Improve ExecutorService lifecycle handling by moving shutdown to finally block

[inv-jishnu]

Description

This PR updates the startExport method to ensure proper and reliable shutdown of the ExecutorService used during data export. I have created this PR based on @komamitsu san's comment #3146 (comment) from another PR.
Previously, the executor was shut down only after the export loop completed successfully. If an exception occurred before reaching that point, the executor would never be shut down, potentially causing thread leaks and keeping the JVM alive longer than intended.

The updated implementation moves the executor shutdown and termination logic into a finally block, ensuring that the executor is shut down in all scenarios.

This fix improves resource safety, prevents thread leaks, and aligns the code with best practices for managing thread pools.

Related issues and/or PRs

NA

Changes made

• Moved executorService.shutdown() and awaitTermination(...) logic into a finally block.
• Added handling for potential InterruptedException during awaitTermination inside the finally block.
• Moved processFooter also to the finally block

Checklist

The following is a best-effort checklist. If any items in this checklist are not applicable to this PR or are dependent on other, unmerged PRs, please still mark the checkboxes after you have read and understood each item.

• I have commented my code, particularly in hard-to-understand areas.
• I have updated the documentation to reflect the changes.
• I have considered whether similar issues could occur in other products, components, or modules if this PR is for bug fixes.
• Any remaining open issues linked to this PR are documented and up-to-date (Jira, GitHub, etc.).
• Tests (unit, integration, etc.) have been added for the changes.
• My changes generate no new warnings.
• Any dependent changes in other PRs have been merged and published.

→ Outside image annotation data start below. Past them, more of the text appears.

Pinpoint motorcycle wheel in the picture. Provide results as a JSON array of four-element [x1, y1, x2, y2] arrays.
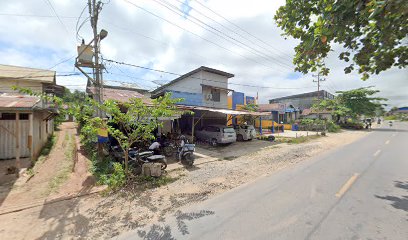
[[159, 159, 167, 170], [163, 146, 173, 157], [184, 153, 194, 166]]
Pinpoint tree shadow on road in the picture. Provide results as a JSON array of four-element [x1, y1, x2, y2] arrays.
[[375, 181, 408, 212], [137, 210, 215, 240]]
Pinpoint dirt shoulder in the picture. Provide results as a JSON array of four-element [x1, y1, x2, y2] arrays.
[[0, 131, 369, 239]]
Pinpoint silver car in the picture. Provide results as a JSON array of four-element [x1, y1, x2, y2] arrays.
[[233, 125, 256, 141], [195, 125, 237, 146]]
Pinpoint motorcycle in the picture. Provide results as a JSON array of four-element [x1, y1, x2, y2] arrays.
[[176, 142, 195, 166], [129, 148, 167, 175]]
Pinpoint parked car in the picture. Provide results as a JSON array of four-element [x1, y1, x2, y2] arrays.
[[195, 125, 237, 146], [233, 124, 256, 141]]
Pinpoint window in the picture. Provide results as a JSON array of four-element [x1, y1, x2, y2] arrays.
[[0, 113, 16, 120], [211, 88, 220, 102], [0, 113, 28, 120], [20, 113, 28, 120]]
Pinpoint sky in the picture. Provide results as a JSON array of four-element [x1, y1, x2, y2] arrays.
[[0, 0, 408, 107]]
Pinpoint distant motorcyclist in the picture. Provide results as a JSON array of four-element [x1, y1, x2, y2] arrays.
[[149, 141, 161, 155]]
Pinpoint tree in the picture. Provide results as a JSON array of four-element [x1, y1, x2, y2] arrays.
[[275, 0, 408, 80], [312, 97, 352, 123], [97, 93, 181, 175], [313, 87, 387, 121]]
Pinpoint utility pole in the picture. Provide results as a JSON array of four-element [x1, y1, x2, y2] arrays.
[[88, 0, 103, 117], [312, 70, 326, 134]]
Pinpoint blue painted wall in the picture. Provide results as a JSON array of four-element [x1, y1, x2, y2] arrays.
[[232, 92, 245, 109], [170, 91, 203, 106], [245, 96, 255, 104]]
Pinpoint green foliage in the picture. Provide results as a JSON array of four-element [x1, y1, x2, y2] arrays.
[[240, 104, 258, 125], [92, 93, 181, 174], [326, 121, 341, 133], [312, 87, 387, 122], [275, 0, 408, 80], [99, 162, 126, 191]]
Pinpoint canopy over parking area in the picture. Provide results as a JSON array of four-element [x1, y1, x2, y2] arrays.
[[174, 105, 271, 141], [178, 105, 271, 116]]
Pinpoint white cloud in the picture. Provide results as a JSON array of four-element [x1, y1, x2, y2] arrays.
[[0, 0, 408, 105]]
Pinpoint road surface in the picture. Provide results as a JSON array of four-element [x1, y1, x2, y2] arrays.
[[119, 123, 408, 240]]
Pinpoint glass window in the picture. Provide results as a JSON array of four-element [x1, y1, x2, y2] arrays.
[[211, 88, 221, 102], [224, 127, 235, 133]]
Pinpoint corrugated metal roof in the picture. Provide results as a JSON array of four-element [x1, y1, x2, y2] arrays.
[[0, 96, 40, 109], [258, 103, 285, 112], [88, 86, 152, 104], [178, 105, 270, 116], [0, 64, 55, 83], [152, 66, 234, 94]]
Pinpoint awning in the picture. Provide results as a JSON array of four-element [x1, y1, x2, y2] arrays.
[[201, 84, 234, 92], [178, 105, 271, 116]]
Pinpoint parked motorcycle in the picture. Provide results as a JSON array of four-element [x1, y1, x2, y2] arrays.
[[129, 148, 167, 174], [176, 136, 195, 166]]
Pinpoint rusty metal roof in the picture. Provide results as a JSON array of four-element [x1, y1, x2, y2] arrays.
[[0, 64, 56, 84], [0, 96, 40, 109], [87, 86, 152, 104]]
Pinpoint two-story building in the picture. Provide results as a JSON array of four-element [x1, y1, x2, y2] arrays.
[[152, 66, 234, 108], [152, 66, 234, 134], [0, 65, 63, 164]]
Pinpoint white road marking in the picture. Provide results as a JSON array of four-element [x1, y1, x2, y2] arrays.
[[336, 173, 358, 198]]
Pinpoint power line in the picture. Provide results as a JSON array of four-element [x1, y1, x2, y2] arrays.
[[123, 0, 282, 70], [168, 0, 292, 65], [0, 13, 77, 19], [103, 59, 314, 89], [44, 0, 69, 34], [194, 0, 292, 60], [154, 0, 292, 70]]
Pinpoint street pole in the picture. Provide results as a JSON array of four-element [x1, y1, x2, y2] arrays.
[[88, 0, 103, 117], [313, 70, 326, 132]]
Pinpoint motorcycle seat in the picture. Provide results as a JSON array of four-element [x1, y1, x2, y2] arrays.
[[138, 151, 153, 157], [147, 155, 165, 161]]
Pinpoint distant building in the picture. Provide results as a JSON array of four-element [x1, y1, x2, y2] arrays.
[[86, 85, 152, 104], [152, 66, 234, 109], [0, 65, 60, 159], [269, 90, 334, 111]]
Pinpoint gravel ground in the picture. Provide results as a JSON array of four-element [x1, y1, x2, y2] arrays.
[[0, 131, 368, 239]]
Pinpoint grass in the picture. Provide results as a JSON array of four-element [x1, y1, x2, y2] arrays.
[[35, 133, 58, 164], [47, 134, 75, 194]]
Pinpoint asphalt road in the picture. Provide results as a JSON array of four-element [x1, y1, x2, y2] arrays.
[[120, 123, 408, 240]]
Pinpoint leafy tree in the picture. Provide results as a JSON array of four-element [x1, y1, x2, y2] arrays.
[[275, 0, 408, 80], [312, 87, 387, 122], [240, 103, 258, 125], [337, 87, 387, 117], [97, 93, 181, 174]]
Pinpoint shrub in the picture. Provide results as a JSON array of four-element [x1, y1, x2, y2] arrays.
[[98, 162, 126, 191], [327, 121, 340, 133]]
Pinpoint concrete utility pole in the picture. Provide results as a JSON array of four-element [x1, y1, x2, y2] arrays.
[[88, 0, 103, 117], [312, 70, 326, 132], [312, 72, 326, 99]]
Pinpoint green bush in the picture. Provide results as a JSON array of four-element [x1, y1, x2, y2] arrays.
[[327, 121, 341, 133], [99, 162, 126, 191]]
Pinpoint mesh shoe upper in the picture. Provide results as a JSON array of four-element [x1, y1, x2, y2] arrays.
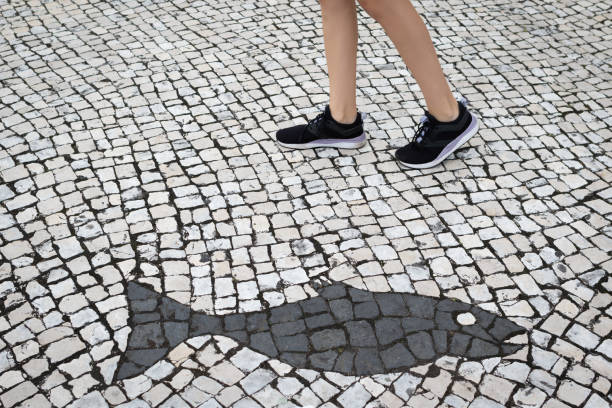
[[395, 101, 472, 164]]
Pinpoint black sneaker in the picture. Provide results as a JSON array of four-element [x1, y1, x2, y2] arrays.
[[276, 105, 366, 149], [395, 98, 478, 169]]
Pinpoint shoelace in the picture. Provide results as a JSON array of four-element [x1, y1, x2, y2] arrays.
[[412, 115, 431, 146], [412, 96, 468, 146], [300, 111, 325, 142]]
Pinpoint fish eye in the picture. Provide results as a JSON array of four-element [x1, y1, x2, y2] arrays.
[[457, 312, 476, 326]]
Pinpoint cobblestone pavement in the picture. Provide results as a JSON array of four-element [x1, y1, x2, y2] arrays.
[[0, 0, 612, 408]]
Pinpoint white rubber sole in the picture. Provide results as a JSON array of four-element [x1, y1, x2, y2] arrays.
[[277, 132, 367, 149], [398, 112, 478, 169]]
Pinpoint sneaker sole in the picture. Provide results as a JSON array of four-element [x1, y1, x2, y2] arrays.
[[277, 132, 366, 149], [398, 112, 478, 169]]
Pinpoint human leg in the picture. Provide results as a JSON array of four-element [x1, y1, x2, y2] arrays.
[[356, 0, 459, 122]]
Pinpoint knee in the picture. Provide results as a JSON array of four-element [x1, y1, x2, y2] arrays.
[[358, 0, 386, 21]]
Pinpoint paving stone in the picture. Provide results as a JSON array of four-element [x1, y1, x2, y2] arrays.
[[0, 0, 612, 408]]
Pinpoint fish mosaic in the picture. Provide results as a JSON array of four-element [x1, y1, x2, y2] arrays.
[[117, 281, 525, 380]]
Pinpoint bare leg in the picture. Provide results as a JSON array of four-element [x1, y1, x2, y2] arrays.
[[359, 0, 459, 122], [320, 0, 357, 123]]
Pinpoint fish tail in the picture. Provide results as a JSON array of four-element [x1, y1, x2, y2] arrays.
[[117, 281, 191, 380]]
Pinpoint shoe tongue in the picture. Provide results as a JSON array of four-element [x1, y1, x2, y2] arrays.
[[325, 105, 331, 118], [425, 111, 440, 124]]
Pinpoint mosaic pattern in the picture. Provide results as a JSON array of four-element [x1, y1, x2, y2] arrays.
[[0, 0, 612, 408], [118, 281, 525, 379]]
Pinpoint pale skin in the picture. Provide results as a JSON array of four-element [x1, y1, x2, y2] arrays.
[[326, 0, 459, 123]]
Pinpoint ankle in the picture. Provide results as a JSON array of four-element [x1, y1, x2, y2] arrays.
[[430, 100, 459, 122], [330, 106, 357, 125]]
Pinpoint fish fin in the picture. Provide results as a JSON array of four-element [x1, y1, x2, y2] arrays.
[[117, 281, 191, 380]]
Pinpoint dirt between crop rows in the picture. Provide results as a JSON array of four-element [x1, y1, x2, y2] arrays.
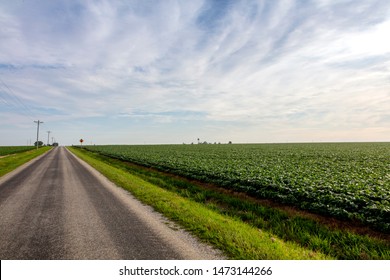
[[120, 159, 390, 243]]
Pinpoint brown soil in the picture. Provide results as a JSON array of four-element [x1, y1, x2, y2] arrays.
[[121, 158, 390, 243]]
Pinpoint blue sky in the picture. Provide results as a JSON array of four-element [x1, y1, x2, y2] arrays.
[[0, 0, 390, 145]]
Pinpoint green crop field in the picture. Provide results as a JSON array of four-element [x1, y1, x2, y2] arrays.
[[84, 143, 390, 233], [0, 146, 35, 156]]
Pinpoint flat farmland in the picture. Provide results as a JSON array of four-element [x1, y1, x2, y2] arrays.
[[0, 146, 35, 156], [84, 143, 390, 233]]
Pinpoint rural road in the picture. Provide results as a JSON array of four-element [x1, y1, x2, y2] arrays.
[[0, 147, 221, 260]]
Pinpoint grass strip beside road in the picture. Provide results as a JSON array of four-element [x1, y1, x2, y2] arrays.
[[0, 147, 51, 177], [69, 147, 329, 260]]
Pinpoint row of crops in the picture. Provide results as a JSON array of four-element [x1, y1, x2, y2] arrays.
[[80, 143, 390, 232], [0, 146, 34, 156]]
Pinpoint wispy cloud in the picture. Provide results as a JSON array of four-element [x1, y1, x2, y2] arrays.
[[0, 0, 390, 143]]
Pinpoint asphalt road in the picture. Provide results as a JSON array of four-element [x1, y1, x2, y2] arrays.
[[0, 147, 221, 260]]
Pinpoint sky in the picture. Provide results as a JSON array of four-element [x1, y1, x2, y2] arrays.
[[0, 0, 390, 146]]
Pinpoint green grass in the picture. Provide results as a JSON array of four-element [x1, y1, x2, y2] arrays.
[[70, 148, 390, 259], [0, 147, 51, 177], [69, 147, 330, 260], [0, 146, 35, 156]]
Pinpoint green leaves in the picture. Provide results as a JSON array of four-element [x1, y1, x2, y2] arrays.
[[86, 143, 390, 232]]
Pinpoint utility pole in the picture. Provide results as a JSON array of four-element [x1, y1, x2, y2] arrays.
[[47, 130, 51, 146], [34, 120, 43, 150]]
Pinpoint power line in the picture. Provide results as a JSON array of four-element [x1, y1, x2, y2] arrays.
[[34, 120, 43, 150], [0, 78, 34, 120]]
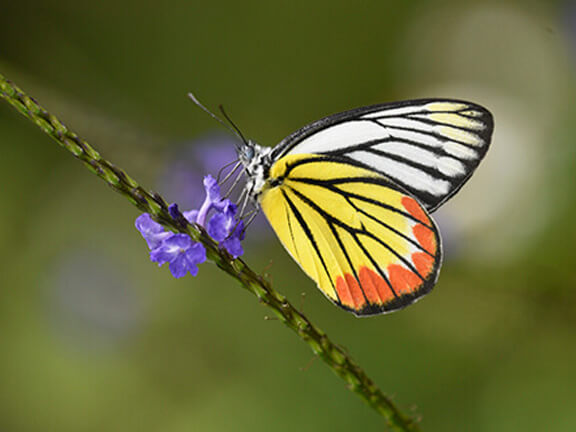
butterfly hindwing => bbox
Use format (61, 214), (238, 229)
(260, 154), (441, 316)
(272, 99), (493, 211)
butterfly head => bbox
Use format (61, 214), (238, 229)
(237, 140), (272, 201)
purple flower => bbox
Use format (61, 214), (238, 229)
(135, 213), (172, 249)
(150, 234), (206, 278)
(220, 221), (244, 258)
(136, 175), (244, 278)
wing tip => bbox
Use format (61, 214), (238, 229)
(336, 278), (436, 318)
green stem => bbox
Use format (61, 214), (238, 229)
(0, 75), (420, 432)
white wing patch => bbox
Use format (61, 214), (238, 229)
(289, 121), (390, 154)
(286, 100), (492, 210)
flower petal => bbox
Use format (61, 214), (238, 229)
(206, 213), (229, 241)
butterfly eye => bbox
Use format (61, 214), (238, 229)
(242, 146), (254, 161)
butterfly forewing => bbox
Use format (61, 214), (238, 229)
(273, 99), (493, 211)
(260, 154), (441, 316)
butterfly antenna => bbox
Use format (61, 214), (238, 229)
(218, 105), (249, 145)
(188, 92), (247, 144)
(216, 159), (242, 185)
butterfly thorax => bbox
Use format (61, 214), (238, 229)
(238, 141), (272, 203)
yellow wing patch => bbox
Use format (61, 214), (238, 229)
(260, 154), (441, 316)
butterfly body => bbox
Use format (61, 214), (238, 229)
(234, 100), (492, 316)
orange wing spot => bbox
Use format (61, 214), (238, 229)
(358, 267), (394, 304)
(336, 273), (366, 310)
(412, 224), (436, 254)
(402, 197), (429, 224)
(388, 264), (422, 294)
(412, 252), (434, 277)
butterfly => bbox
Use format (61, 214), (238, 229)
(191, 96), (494, 317)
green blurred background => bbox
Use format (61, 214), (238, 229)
(0, 0), (576, 432)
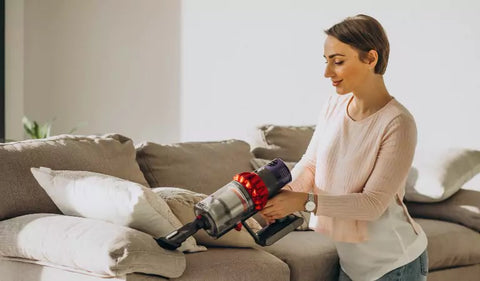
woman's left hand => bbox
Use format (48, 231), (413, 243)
(260, 189), (308, 223)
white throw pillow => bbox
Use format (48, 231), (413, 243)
(31, 167), (206, 252)
(405, 148), (480, 203)
(153, 187), (262, 247)
(0, 214), (186, 280)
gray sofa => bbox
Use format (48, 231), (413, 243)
(0, 126), (480, 281)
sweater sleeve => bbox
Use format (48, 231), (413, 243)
(316, 115), (417, 221)
(289, 96), (333, 192)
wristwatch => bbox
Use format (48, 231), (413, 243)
(305, 192), (317, 212)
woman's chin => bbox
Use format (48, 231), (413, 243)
(335, 87), (350, 95)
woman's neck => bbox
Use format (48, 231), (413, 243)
(349, 75), (393, 116)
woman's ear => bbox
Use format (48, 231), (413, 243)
(366, 50), (378, 69)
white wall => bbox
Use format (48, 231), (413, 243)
(5, 0), (24, 140)
(181, 0), (480, 151)
(7, 0), (181, 142)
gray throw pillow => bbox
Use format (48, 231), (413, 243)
(405, 148), (480, 203)
(0, 135), (148, 220)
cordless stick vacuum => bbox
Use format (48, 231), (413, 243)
(156, 158), (303, 250)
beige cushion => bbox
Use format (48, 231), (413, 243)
(250, 158), (310, 230)
(252, 125), (315, 162)
(406, 189), (480, 232)
(415, 219), (480, 270)
(0, 135), (147, 220)
(262, 231), (339, 281)
(170, 248), (288, 281)
(428, 264), (480, 281)
(153, 187), (261, 247)
(405, 148), (480, 202)
(31, 167), (205, 252)
(137, 140), (253, 195)
(0, 214), (186, 277)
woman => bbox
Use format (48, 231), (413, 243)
(262, 15), (428, 281)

Additional notes (optional)

NA

Release notes

Improve ExecutorService lifecycle handling by moving shutdown to finally block

[gemini-code-assist]

Summary of Changes

Hello @inv-jishnu, I'm Gemini Code Assist¹! I'm currently reviewing this pull request and will post my feedback shortly. In the meantime, here's a summary to help you and other reviewers quickly get up to speed!

This pull request enhances the startExport method's robustness by ensuring the ExecutorService is reliably shut down. Previously, an ExecutorService might not terminate if an exception occurred before its shutdown logic was reached, leading to resource leaks. By relocating the shutdown and termination logic into a finally block, the system now guarantees proper resource cleanup in all execution paths, thereby preventing thread leaks and aligning with best practices for managing thread pools.

Highlights

• ExecutorService Shutdown Reliability: The executorService.shutdown() and awaitTermination() calls have been moved into a finally block within the startExport method. This ensures that the ExecutorService is always properly shut down, even if exceptions occur during the export process.
• InterruptedException Handling: Explicit InterruptedException handling has been added around awaitTermination within the finally block. This correctly restores the interrupt status of the current thread and logs the interruption, preventing potential thread leaks and improving robustness.

Using Gemini Code Assist

The full guide for Gemini Code Assist can be found on our documentation page, here are some quick tips.

Invoking Gemini

You can request assistance from Gemini at any point by creating a comment using either /gemini <command> or @gemini-code-assist <command>. Below is a summary of the supported commands on the current page.

Feature	Command	Description
Code Review	/gemini review	Performs a code review for the current pull request in its current state.
Pull Request Summary	/gemini summary	Provides a summary of the current pull request in its current state.
Comment	@gemini-code-assist	Responds in comments when explicitly tagged, both in pull request comments and review comments.
Help	/gemini help	Displays a list of available commands.

Customization

To customize Gemini Code Assist for GitHub experience, repository maintainers can create a configuration file and/or provide a custom code review style guide (such as PEP-8 for Python) by creating and adding files to a .gemini/ folder in the base of the repository. Detailed instructions can be found here.

Limitations & Feedback

Gemini Code Assist may make mistakes. Please leave feedback on any instances where its feedback is incorrect or counter productive. You can react with 👍 and 👎 on @gemini-code-assist comments. If you're interested in giving your feedback about your experience with Gemini Code Assist for Github and other Google products, sign up here.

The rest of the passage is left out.